When using SPARQL to query RDF dataset, the same query can be written in many different ways. For example, sparql queries are always permutation-invariant with respect to some clauses inside it. Also, we can rename the variables inside a sparql query. But how can we identify those identical SPARQL queries? Ideally, there should be a python package that can parse a sparql query (i.e., a string object) into a query object, and different strings share the same underlying query are parsed into the same object, then we can simply compare the parsed query objects to determine whether two sparql queries are identical. Is there any tool like this (seems prepareQuery()
in rdflib
doesn't work in this way)? If not, then what should I do?

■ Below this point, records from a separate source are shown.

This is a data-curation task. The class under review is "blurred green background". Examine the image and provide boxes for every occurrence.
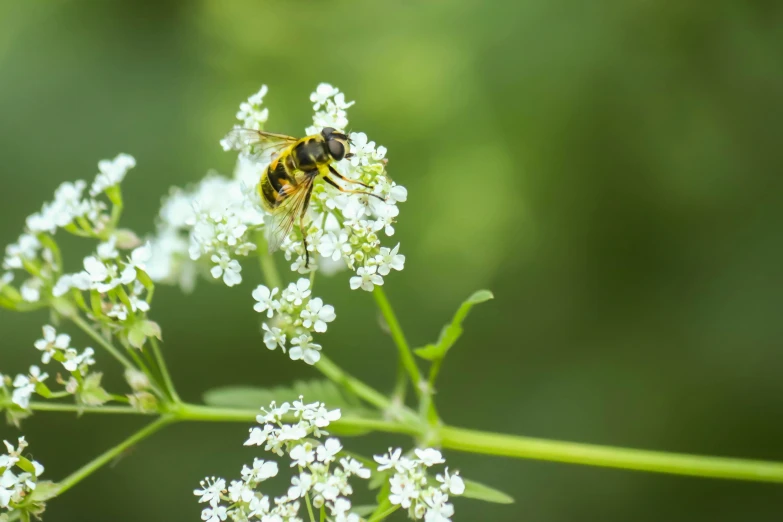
[0,0,783,522]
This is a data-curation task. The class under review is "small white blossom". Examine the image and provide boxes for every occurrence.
[35,324,71,364]
[252,285,280,318]
[210,253,242,286]
[301,297,336,332]
[288,334,321,364]
[351,266,383,292]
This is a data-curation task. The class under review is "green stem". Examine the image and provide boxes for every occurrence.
[150,337,181,403]
[256,230,283,290]
[367,506,400,522]
[30,402,152,415]
[57,416,173,495]
[30,402,783,483]
[440,426,783,483]
[171,403,421,435]
[372,286,422,396]
[68,313,136,370]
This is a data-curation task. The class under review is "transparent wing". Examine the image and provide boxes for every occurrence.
[266,174,316,252]
[221,127,297,161]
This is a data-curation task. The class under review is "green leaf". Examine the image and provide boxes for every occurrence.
[414,290,494,361]
[31,480,60,502]
[204,379,368,416]
[79,373,111,406]
[351,504,378,518]
[462,479,514,504]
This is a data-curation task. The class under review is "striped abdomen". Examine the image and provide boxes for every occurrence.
[258,135,332,211]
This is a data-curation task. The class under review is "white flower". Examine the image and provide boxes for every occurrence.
[90,154,136,196]
[435,468,465,495]
[375,243,405,276]
[96,237,120,259]
[210,253,242,286]
[282,277,310,306]
[315,438,343,464]
[193,477,226,507]
[252,285,285,316]
[389,474,420,509]
[228,480,254,502]
[35,324,71,364]
[63,348,95,375]
[351,266,383,292]
[201,506,228,522]
[424,490,454,522]
[373,448,402,471]
[288,334,321,364]
[242,459,278,482]
[19,277,43,303]
[288,473,313,500]
[288,442,315,467]
[301,297,336,332]
[414,448,446,468]
[256,320,285,352]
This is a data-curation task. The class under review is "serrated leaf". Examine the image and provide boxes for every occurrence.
[462,479,514,504]
[414,290,494,361]
[204,379,374,414]
[351,504,378,518]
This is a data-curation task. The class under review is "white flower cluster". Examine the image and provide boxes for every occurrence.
[193,397,370,522]
[0,154,136,303]
[3,325,115,410]
[374,448,465,522]
[148,161,264,291]
[227,84,408,291]
[253,278,336,364]
[0,437,44,520]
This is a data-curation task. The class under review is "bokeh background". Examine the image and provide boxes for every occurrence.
[0,0,783,522]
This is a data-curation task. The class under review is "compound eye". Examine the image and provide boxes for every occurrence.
[328,140,345,161]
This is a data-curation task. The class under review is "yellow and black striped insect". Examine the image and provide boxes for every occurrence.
[229,127,383,267]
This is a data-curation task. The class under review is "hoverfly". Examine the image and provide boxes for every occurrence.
[228,127,384,267]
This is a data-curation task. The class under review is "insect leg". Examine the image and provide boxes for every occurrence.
[324,167,386,201]
[329,165,370,188]
[299,183,313,268]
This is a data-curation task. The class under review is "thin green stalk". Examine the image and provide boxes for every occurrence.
[57,416,173,495]
[23,402,783,483]
[256,230,283,288]
[440,426,783,483]
[299,488,315,522]
[372,286,422,396]
[30,402,152,415]
[150,337,181,403]
[367,506,400,522]
[68,313,136,370]
[172,403,421,435]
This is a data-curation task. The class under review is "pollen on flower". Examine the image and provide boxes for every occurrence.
[0,437,45,519]
[193,396,371,522]
[252,278,337,364]
[374,448,465,522]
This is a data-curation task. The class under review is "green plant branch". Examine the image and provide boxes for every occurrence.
[23,402,783,483]
[57,416,173,495]
[150,337,181,403]
[439,426,783,483]
[372,286,422,396]
[67,313,136,370]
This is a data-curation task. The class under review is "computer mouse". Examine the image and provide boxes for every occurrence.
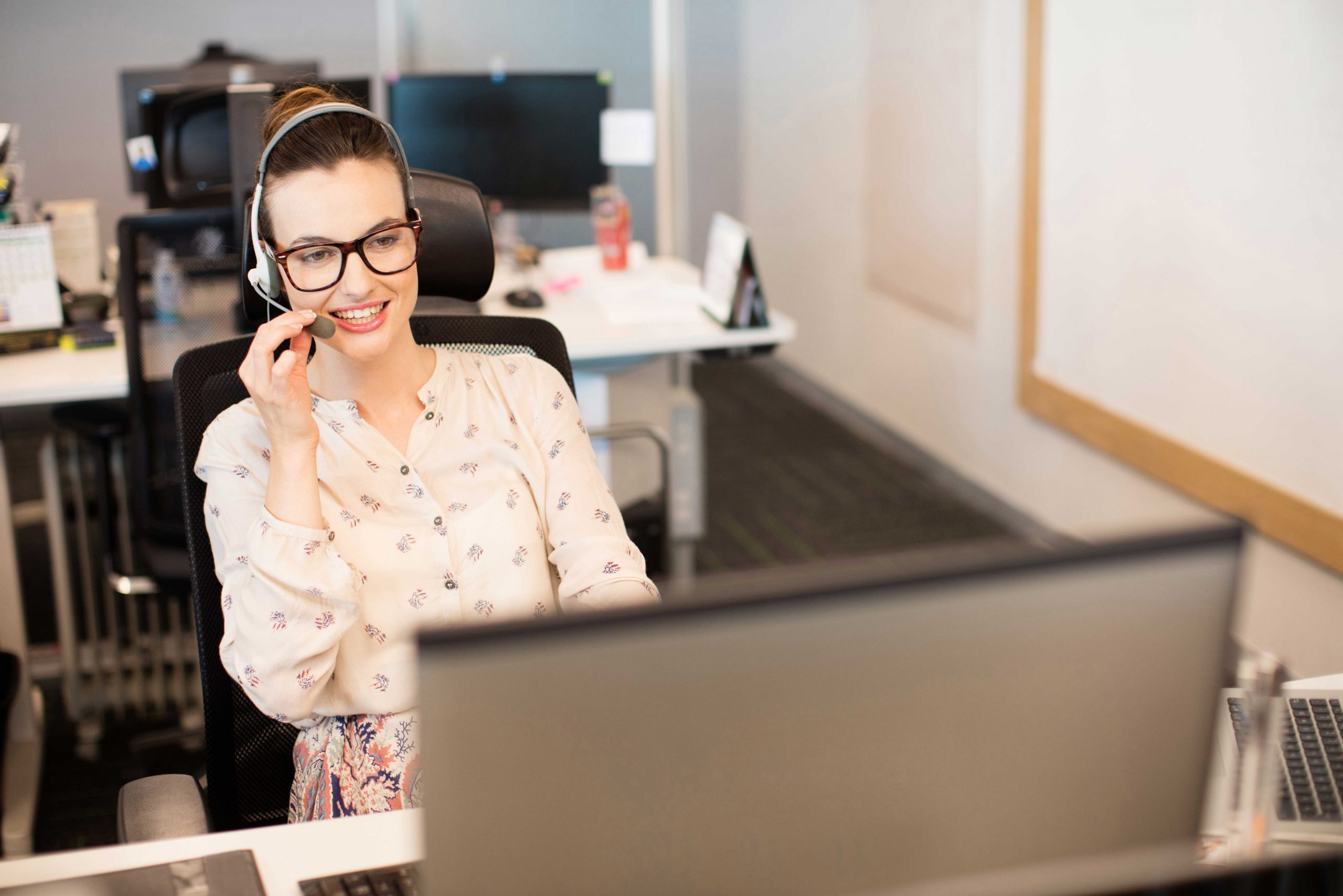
[504,289,545,314]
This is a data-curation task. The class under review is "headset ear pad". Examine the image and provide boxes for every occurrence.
[240,199,289,323]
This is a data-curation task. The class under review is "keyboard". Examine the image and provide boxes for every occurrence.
[1226,692,1343,834]
[298,865,419,896]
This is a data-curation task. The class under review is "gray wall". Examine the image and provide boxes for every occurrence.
[679,0,741,266]
[0,0,741,261]
[0,0,375,253]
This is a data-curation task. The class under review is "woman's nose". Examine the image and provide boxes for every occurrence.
[340,252,377,300]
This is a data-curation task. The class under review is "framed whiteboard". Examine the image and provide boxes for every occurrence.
[1018,0,1343,572]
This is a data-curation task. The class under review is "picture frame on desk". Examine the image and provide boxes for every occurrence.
[701,212,770,329]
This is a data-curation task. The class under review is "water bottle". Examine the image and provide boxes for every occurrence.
[153,249,185,321]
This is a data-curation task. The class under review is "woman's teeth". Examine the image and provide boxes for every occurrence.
[332,302,387,321]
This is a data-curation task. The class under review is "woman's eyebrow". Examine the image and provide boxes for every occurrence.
[290,218,406,249]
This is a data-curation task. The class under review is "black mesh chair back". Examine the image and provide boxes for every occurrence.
[173,314,573,830]
[117,208,239,550]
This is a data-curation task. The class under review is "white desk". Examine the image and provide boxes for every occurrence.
[0,809,424,896]
[0,252,796,856]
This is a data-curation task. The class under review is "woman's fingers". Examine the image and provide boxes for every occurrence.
[270,349,298,384]
[289,326,313,366]
[238,312,314,383]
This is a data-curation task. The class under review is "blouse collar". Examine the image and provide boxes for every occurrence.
[313,345,453,421]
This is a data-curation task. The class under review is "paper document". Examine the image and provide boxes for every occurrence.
[602,109,657,165]
[0,225,60,332]
[592,281,704,325]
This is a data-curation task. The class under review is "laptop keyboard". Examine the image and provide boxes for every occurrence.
[298,865,419,896]
[1226,697,1343,822]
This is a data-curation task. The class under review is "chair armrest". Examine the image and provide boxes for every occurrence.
[117,775,209,844]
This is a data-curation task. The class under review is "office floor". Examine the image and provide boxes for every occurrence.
[18,360,1022,851]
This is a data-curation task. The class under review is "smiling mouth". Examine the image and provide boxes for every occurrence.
[332,302,387,324]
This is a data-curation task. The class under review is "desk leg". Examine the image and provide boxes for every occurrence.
[39,435,81,719]
[573,371,611,484]
[0,438,41,857]
[667,352,707,580]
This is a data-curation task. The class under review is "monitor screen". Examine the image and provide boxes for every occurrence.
[388,72,610,209]
[158,87,232,201]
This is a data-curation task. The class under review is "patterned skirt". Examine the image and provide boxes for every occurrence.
[289,709,420,822]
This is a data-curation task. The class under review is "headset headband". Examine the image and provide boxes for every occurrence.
[247,102,415,317]
[252,102,415,253]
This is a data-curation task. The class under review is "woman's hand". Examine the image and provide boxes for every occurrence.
[238,311,317,454]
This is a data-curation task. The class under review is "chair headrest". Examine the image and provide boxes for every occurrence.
[411,168,494,302]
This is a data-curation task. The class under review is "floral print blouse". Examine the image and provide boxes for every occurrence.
[196,348,658,728]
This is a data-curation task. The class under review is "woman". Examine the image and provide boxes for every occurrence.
[196,87,657,821]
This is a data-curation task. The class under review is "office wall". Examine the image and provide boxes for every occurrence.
[741,0,1343,674]
[0,0,375,253]
[678,0,741,264]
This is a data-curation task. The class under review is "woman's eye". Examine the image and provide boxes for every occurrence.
[298,246,336,264]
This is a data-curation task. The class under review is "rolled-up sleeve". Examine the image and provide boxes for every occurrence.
[530,359,659,613]
[195,407,361,727]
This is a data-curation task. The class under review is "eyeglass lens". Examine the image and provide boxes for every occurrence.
[287,227,415,289]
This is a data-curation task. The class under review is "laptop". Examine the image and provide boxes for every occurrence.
[1203,682,1343,846]
[420,529,1241,896]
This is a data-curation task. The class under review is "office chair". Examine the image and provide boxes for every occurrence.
[117,170,573,842]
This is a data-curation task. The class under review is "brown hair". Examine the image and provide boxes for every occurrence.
[257,84,410,242]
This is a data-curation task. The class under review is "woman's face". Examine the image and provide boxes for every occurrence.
[266,158,419,361]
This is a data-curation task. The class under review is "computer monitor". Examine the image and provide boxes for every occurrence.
[387,72,610,209]
[121,54,318,208]
[419,529,1240,896]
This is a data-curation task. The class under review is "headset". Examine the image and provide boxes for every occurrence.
[247,102,419,337]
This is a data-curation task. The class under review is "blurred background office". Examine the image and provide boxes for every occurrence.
[0,0,1343,870]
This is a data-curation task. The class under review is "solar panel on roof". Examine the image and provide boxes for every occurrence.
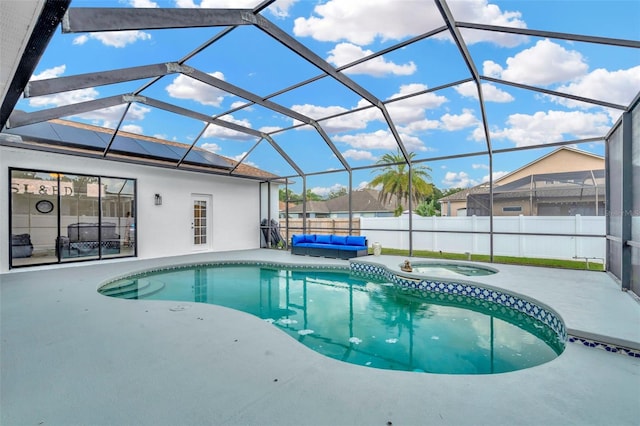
[134,139,182,161]
[5,123,67,143]
[111,136,151,156]
[185,150,232,169]
[50,123,110,149]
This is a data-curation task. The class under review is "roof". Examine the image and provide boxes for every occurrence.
[438,146,604,202]
[0,119,275,179]
[289,189,396,213]
[0,0,640,186]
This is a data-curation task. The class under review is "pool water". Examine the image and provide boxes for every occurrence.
[100,265,564,374]
[412,263,496,278]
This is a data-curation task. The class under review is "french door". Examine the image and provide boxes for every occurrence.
[191,194,211,250]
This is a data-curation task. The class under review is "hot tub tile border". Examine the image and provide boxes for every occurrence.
[100,260,640,358]
[569,335,640,358]
[350,262,567,341]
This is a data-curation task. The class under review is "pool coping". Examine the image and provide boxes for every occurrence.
[96,256,640,358]
[0,249,640,426]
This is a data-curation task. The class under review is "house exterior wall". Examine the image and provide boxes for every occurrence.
[440,149,605,217]
[496,149,604,185]
[0,146,260,272]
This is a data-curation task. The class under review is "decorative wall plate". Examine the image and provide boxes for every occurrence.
[36,200,53,213]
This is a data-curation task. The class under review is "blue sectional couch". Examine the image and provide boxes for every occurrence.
[291,234,369,259]
[56,222,120,258]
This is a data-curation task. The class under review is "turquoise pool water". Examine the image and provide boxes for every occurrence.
[412,262,496,278]
[100,265,564,374]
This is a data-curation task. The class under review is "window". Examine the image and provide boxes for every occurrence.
[9,169,136,267]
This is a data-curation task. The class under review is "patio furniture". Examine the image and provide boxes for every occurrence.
[291,234,369,259]
[56,222,120,258]
[11,234,33,259]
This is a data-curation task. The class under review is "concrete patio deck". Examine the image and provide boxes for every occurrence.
[0,250,640,426]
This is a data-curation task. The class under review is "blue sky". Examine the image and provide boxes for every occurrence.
[18,0,640,195]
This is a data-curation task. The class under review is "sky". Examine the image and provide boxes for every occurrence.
[17,0,640,195]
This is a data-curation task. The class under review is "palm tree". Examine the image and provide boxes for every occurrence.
[369,150,433,213]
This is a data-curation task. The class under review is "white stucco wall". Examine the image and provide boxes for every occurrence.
[0,146,264,272]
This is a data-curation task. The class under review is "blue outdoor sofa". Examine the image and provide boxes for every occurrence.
[291,234,369,259]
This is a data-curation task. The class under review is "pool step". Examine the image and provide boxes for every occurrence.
[100,279,164,299]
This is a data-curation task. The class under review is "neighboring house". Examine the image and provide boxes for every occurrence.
[280,189,396,218]
[439,147,605,216]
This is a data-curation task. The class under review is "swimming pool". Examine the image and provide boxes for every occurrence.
[99,264,564,374]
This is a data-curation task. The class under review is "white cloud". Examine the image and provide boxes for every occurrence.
[73,31,151,48]
[259,126,282,133]
[398,118,441,134]
[442,172,480,188]
[200,142,221,153]
[440,109,479,131]
[230,100,253,111]
[165,72,227,107]
[72,34,89,46]
[342,149,376,161]
[176,0,298,18]
[293,0,526,46]
[291,104,381,133]
[482,171,511,183]
[327,43,417,77]
[28,65,99,108]
[387,83,448,126]
[232,152,259,168]
[553,65,640,108]
[454,81,514,103]
[129,0,158,7]
[30,65,67,81]
[484,39,589,86]
[491,110,610,146]
[310,183,346,197]
[333,130,427,152]
[77,103,151,129]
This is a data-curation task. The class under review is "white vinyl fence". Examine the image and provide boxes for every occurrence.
[360,215,606,263]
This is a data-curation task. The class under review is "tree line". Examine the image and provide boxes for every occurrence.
[279,151,464,216]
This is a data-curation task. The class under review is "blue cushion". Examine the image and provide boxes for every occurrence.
[347,235,365,246]
[316,235,331,244]
[331,235,347,246]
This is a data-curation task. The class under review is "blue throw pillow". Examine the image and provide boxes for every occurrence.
[331,235,347,246]
[316,235,331,244]
[347,235,365,246]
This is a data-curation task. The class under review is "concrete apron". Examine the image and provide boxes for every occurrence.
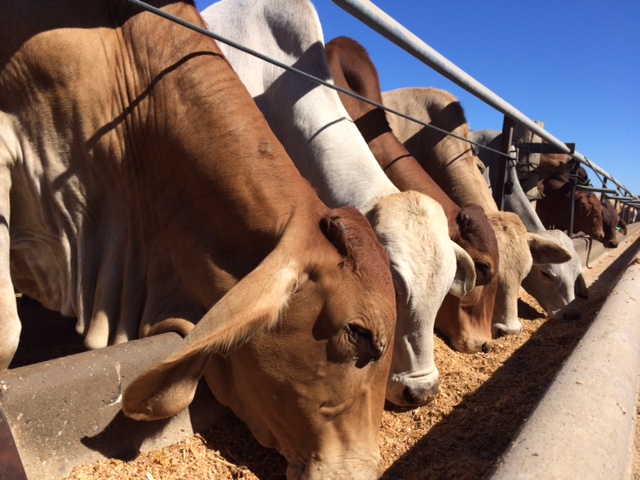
[0,333,229,480]
[490,233,640,480]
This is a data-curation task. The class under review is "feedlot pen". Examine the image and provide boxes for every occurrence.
[2,229,640,480]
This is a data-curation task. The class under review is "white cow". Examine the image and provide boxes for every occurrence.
[202,0,475,405]
[469,130,588,319]
[382,88,571,335]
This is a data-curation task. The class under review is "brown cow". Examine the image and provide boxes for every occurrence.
[536,174,618,248]
[325,37,498,285]
[382,88,571,348]
[325,37,498,356]
[0,0,396,479]
[601,199,627,248]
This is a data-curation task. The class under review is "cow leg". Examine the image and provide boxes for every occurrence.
[0,158,22,369]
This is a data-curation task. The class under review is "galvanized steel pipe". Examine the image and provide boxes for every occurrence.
[332,0,631,197]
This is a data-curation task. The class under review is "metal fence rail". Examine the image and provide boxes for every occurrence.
[332,0,640,205]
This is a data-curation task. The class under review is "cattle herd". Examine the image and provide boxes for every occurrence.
[0,0,626,480]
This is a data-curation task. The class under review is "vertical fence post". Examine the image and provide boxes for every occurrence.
[496,115,515,210]
[513,121,544,204]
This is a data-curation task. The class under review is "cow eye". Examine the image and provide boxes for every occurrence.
[347,323,382,360]
[540,271,555,280]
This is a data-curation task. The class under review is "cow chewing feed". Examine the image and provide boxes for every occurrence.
[203,0,475,405]
[469,130,588,319]
[382,88,571,353]
[325,33,499,378]
[0,0,398,480]
[536,174,618,248]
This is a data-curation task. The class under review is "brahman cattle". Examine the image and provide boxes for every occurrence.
[325,37,498,351]
[382,88,571,344]
[203,0,475,405]
[0,0,396,479]
[469,130,588,319]
[600,199,627,244]
[536,173,618,248]
[325,37,498,285]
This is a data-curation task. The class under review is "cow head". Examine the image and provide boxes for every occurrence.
[367,192,475,406]
[435,282,498,353]
[573,192,604,244]
[522,230,588,320]
[454,204,498,285]
[601,200,627,248]
[489,212,571,337]
[122,208,396,479]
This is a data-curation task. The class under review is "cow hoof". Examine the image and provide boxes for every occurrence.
[402,385,438,407]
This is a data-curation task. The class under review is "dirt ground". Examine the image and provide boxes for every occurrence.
[12,234,640,480]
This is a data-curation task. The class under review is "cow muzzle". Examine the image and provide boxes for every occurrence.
[287,458,382,480]
[387,369,440,408]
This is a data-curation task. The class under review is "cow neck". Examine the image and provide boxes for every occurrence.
[355,108,460,230]
[356,108,460,218]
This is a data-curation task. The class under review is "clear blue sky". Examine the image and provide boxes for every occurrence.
[196,0,640,195]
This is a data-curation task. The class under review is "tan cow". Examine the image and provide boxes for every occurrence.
[382,88,571,348]
[0,0,396,479]
[325,37,498,362]
[202,0,476,405]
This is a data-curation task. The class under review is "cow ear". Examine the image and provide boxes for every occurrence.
[321,207,387,269]
[449,242,476,297]
[527,232,571,265]
[122,351,209,420]
[122,249,302,420]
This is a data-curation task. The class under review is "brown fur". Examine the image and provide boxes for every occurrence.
[536,174,605,242]
[0,0,396,478]
[325,37,498,285]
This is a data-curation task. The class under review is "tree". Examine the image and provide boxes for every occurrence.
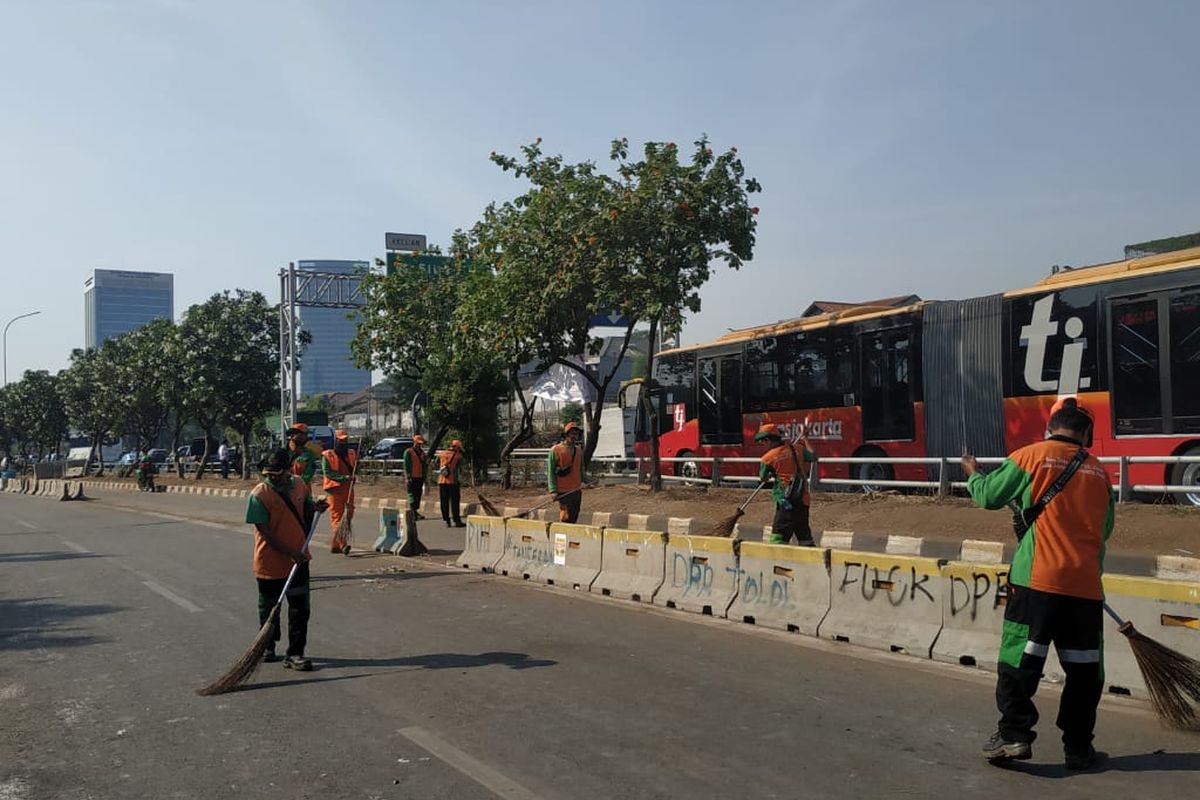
[180,289,280,480]
[109,318,178,453]
[350,258,506,465]
[58,350,121,475]
[10,369,67,461]
[463,137,761,488]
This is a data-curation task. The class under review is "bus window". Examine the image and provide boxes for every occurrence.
[1112,297,1163,434]
[696,354,742,445]
[860,327,916,441]
[1170,293,1200,433]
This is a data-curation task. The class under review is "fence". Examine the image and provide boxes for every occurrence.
[512,450,1200,505]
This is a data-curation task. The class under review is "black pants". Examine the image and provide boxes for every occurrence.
[996,585,1104,747]
[408,477,425,513]
[438,483,462,525]
[258,564,311,656]
[770,505,812,547]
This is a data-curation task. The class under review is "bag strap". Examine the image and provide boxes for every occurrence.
[1025,447,1087,523]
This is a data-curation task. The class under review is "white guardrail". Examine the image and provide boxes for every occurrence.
[512,449,1200,503]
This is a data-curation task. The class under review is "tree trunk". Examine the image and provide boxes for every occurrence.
[640,317,662,492]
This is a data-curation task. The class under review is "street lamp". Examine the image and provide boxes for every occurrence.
[4,311,42,386]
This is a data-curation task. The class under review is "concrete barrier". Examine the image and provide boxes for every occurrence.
[536,522,604,591]
[455,515,504,572]
[592,528,667,603]
[496,519,554,581]
[371,509,400,553]
[653,536,738,616]
[726,541,829,636]
[818,551,942,658]
[1104,575,1200,697]
[932,561,1008,669]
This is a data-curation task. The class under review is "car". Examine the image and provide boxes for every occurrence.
[366,437,413,461]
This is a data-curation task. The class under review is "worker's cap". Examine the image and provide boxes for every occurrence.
[1050,397,1093,419]
[259,447,292,475]
[754,422,784,441]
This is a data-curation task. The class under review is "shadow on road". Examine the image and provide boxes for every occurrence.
[312,652,558,669]
[1009,752,1200,778]
[230,660,378,693]
[0,551,103,564]
[0,597,125,651]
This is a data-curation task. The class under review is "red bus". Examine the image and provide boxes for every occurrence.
[637,248,1200,505]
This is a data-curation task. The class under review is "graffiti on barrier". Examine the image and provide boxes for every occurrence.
[950,571,1008,621]
[838,561,935,606]
[671,553,710,597]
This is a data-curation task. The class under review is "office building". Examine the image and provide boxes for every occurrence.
[83,270,175,348]
[296,261,371,397]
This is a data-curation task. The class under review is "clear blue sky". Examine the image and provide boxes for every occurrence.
[0,0,1200,378]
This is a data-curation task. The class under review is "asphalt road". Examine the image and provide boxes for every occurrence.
[0,494,1200,800]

Semantically identical queries example:
SELECT ?x WHERE { ?x foaf:haha ?k .\n ?person foaf:knows ?x .}
SELECT ?s WHERE { ?person foaf:knows ?s .\n ?s foaf:haha ?k .}
The paper "Generating SPARQL Query Containment Benchmarks using the SQCFramework" by Muhammad Seleem et al., mentions "SPARQL query containment solvers" where
Query containment is the problem of deciding if the result set of a query Q1 is included in the result set of another query Q2
If you use such a solver to test whether the result set of Q1 is a subset of Q2 and vice versa, you have established that they are semantically identical.
As for your "off-the-shelf tool": the former paper mentions that those are tested in another paper "Evaluating and benchmarking sparql query containment solvers." by M.W. Chekol et al..
As for the complexity and computability, the latter paper mentions:
The query containment problem for full SPARQL is undecidable [15, 1]. Hence, it is necessary to reduce SPARQL in order to consider it. A double exponential upper bound has been proven for the containment and equivalence problems of SPARQL queries without OPTIONAL , FILTER and under set semantics [7].
However, query containment in both directions is only one way to determine identity of queries. I am unaware whether there is a proof of a better complexity/computability for query identity than for query containment (or a proof on the contrary).